The Louvre version was examined by X-ray earlier, and revealed its own hidden compositions: an earlier state in which the Virgin appears to be in a different posture, one hand possibly holding a child and the other outstretched. Some researchers believe Leonardo's original intention for the first version was an Adoration of the infant Jesus – a conventional subject – before he redirected the composition toward the enigmatic scene we now know.
"The newly discovered drawings were made using materials that contained zinc, enabling them to be seen in macro X-ray fluorescence maps. In the first composition, the angel holds the infant Christ much more tightly, and both figures are positioned higher."
Artsy, reporting on National Gallery research, 2019The Angel's
Face
Three preparatory drawings survive for the angel in the Louvre version: a study for the head, a study of the drapery while kneeling, and a copy of a study for the pointing hand. These are held in the Royal Windsor Collection and the Biblioteca Reale in Turin. They record a care for the angel's face and pose that goes beyond the requirements of compositional planning.
The angel in the Louvre version – the one who meets your eyes while pointing at John – has long attracted attention for a quality of intimacy that is difficult to categorise. The smile is not the Virgin's smile. It is knowing in a different register: personal, directed, almost conspiratorial. Some art historians, noting Leonardo's close relationship with his apprentice Gian Giacomo Caprotti – nicknamed Salai, "little devil," taken into Leonardo's household at the age of ten and remaining with him for twenty-five years – have suggested that Salai was the model for this figure.
If that reading holds, the angel who gazes directly at the viewer from within this contested, doctrinally freighted, legally disputed masterpiece is the face of Leonardo's most intimate companion – looking out at us from inside a painting about divine grace, bearing an expression that is neither wholly reverent nor wholly secular, pointing at something whose meaning the painter never explained.
The London version removes this gaze. The angel looks down. Whatever that look contained, it was edited out.
What Remains
Unresolved
After five centuries of scholarship, scientific imaging, archival recovery, geological analysis, botanical identification, and iconographic debate, the Virgin of the Rocks retains its core mysteries with complete composure.
We do not know why Leonardo deviated so substantially from his brief. We do not know whether the deviation was a private theological position, a deliberate provocation, a negotiated revision, or simply the consequence of an artist who knew that what he wanted to paint was more interesting than what he had been asked for. We do not know who the pointing angel is looking at or why the gesture was removed. We cannot be certain which child is which without the attributes Leonardo withheld. We cannot confirm whether the geological precision of the grotto was a devotional act, a scientific one, or both.
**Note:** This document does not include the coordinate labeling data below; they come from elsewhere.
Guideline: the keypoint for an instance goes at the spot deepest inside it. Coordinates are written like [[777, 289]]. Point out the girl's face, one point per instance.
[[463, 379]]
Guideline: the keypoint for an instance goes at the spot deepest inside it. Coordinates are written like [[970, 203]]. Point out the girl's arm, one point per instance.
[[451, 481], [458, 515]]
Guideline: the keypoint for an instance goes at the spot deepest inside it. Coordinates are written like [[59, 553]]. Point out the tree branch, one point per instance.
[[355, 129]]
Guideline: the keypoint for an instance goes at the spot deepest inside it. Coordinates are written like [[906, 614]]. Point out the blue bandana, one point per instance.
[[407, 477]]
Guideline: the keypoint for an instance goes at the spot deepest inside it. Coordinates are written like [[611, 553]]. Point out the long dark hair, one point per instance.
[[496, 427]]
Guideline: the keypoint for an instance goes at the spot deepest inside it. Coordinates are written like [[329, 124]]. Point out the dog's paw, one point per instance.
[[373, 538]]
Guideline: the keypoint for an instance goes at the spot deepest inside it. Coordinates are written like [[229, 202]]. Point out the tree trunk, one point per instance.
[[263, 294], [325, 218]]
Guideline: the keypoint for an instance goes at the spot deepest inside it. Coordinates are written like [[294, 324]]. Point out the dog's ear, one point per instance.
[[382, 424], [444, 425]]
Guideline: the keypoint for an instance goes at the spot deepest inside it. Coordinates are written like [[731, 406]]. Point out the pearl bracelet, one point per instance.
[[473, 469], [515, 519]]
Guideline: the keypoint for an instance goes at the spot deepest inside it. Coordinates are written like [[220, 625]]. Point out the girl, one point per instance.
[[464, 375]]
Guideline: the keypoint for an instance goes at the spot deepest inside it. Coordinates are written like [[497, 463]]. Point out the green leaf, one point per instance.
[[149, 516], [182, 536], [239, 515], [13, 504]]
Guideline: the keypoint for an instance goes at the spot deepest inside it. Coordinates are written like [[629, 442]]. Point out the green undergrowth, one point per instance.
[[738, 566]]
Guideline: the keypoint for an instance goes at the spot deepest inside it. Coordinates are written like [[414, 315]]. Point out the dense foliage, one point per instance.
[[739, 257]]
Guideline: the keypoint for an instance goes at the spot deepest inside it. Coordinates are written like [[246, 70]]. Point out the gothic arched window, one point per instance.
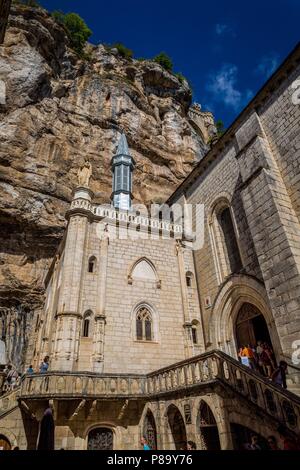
[[228, 236], [195, 325], [92, 264], [144, 327], [189, 279], [87, 324]]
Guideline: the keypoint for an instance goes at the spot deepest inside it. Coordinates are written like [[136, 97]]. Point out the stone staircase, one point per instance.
[[9, 401]]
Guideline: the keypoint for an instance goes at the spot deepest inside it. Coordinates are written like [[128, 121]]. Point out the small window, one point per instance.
[[144, 325], [92, 264], [195, 325], [194, 334], [86, 327], [87, 324]]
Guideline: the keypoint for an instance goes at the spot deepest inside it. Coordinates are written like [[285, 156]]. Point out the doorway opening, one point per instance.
[[251, 326]]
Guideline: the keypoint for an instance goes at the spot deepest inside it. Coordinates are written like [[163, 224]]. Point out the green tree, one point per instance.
[[76, 27], [180, 77], [164, 60]]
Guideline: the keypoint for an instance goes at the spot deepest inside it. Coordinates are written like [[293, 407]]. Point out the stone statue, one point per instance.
[[84, 174], [2, 353]]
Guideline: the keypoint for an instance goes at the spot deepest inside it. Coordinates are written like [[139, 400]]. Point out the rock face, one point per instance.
[[60, 111]]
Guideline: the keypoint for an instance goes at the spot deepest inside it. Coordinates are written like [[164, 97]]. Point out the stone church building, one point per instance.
[[145, 313]]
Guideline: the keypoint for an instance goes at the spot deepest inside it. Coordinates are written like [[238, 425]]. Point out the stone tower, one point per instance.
[[122, 165]]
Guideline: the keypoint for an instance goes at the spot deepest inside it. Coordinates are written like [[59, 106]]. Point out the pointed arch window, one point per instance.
[[195, 328], [144, 325], [189, 279]]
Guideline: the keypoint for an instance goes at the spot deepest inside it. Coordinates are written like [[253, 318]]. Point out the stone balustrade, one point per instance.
[[282, 405], [9, 400], [124, 217], [208, 368]]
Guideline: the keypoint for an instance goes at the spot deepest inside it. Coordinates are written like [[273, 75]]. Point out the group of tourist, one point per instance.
[[262, 359], [13, 377]]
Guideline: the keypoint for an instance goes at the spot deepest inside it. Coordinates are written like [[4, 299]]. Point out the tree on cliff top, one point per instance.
[[76, 27], [164, 60]]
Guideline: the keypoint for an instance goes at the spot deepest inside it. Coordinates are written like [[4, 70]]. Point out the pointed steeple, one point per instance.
[[122, 165]]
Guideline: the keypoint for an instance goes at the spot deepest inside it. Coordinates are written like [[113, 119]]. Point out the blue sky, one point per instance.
[[227, 49]]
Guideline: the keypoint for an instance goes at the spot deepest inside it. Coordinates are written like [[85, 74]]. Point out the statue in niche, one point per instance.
[[84, 174], [3, 358]]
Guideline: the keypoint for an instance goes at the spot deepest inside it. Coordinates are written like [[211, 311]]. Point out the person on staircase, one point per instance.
[[279, 374]]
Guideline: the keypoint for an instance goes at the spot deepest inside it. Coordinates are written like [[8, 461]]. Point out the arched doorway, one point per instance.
[[177, 427], [241, 436], [100, 439], [4, 443], [251, 326], [208, 428], [149, 430]]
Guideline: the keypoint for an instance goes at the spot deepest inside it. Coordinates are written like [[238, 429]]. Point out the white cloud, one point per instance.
[[222, 28], [267, 65], [223, 88]]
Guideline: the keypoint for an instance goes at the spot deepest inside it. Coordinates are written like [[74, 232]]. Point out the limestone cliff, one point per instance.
[[61, 110]]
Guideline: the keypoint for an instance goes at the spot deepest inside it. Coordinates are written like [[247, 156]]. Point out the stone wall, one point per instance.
[[254, 170]]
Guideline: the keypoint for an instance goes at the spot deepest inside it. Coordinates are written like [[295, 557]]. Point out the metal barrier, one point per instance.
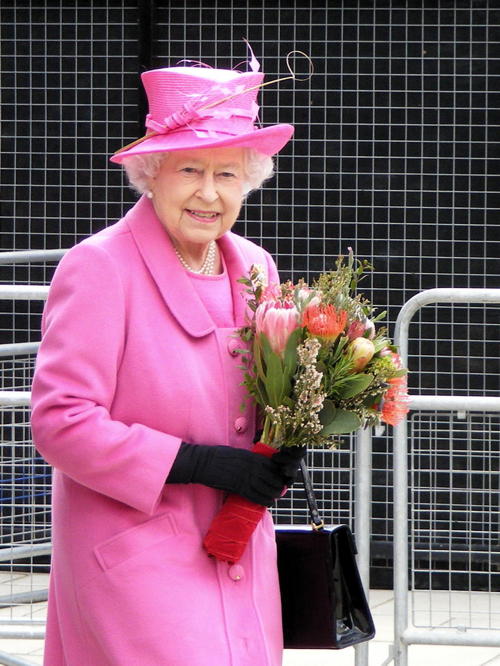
[[405, 635]]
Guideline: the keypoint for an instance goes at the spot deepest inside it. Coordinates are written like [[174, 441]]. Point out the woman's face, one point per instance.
[[197, 195]]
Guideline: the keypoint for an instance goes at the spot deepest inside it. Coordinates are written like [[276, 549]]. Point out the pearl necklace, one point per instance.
[[207, 267]]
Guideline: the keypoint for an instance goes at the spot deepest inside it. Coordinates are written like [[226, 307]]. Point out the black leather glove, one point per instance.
[[250, 475]]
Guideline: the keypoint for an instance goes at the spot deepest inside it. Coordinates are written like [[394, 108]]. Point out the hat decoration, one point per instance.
[[214, 107]]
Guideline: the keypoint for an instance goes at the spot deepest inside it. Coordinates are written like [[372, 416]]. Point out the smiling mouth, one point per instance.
[[203, 214]]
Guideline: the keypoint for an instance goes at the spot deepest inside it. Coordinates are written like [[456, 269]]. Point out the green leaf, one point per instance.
[[327, 413], [343, 423], [274, 379], [290, 354], [266, 347], [258, 359], [351, 386]]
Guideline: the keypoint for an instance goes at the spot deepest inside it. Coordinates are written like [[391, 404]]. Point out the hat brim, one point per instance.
[[268, 140]]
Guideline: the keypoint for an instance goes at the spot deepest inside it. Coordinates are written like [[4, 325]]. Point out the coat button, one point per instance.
[[236, 572], [233, 345], [241, 424]]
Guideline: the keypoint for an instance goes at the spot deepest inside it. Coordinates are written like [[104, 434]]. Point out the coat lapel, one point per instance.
[[172, 280]]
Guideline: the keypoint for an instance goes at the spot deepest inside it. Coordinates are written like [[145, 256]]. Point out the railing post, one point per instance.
[[362, 516]]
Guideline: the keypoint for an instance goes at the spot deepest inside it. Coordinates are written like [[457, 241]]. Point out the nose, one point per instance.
[[208, 188]]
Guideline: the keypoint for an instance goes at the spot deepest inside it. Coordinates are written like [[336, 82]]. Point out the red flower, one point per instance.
[[395, 404], [324, 321]]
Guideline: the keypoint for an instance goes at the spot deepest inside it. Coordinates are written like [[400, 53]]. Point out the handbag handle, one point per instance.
[[316, 520]]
We do not know who, in the end, the Louvre painting was painted for. Marani's best guess is Ludovico Sforza. The first certain record of it places it in the French royal collection in 1625. The intervening decades are silence.
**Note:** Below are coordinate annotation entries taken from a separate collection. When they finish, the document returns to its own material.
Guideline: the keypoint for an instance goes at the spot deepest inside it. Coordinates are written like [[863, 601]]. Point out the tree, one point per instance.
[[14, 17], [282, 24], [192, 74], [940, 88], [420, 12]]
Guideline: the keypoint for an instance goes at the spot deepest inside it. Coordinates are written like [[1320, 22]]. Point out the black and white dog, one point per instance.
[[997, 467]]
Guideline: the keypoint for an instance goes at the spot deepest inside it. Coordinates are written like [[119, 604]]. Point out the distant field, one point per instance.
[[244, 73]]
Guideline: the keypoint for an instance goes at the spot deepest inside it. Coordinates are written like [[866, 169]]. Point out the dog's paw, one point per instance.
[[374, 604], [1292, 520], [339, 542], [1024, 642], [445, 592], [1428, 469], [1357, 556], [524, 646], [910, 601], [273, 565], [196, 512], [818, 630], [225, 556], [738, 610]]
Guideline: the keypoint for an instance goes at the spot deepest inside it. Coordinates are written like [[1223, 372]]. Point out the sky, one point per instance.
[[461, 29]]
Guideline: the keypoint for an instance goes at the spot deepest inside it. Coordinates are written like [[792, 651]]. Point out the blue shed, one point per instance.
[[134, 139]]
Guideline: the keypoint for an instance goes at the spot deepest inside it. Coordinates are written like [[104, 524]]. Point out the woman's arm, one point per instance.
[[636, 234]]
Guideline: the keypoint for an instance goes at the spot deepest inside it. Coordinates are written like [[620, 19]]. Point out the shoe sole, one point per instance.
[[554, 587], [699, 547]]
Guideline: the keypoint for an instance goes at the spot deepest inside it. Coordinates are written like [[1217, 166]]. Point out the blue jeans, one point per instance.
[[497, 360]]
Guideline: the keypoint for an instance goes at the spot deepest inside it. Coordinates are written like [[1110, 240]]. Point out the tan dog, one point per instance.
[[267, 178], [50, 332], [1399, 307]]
What we have are two paintings of the same subject, created by the same hand across twenty-five years, the first of which may encode a private argument about geology and time, the second of which may record the corrections required to make the first one doctrinally acceptable. Between them is a pointing finger that was deemed important enough to plan carefully and important enough, later, to remove entirely.
Leonardo left no account of any of this. His notebooks contain landscapes, anatomy, engineering drawings, water studies, and investigations into the properties of light. They do not contain an explanation of the Virgin of the Rocks. Whatever he was thinking, he thought it in paint.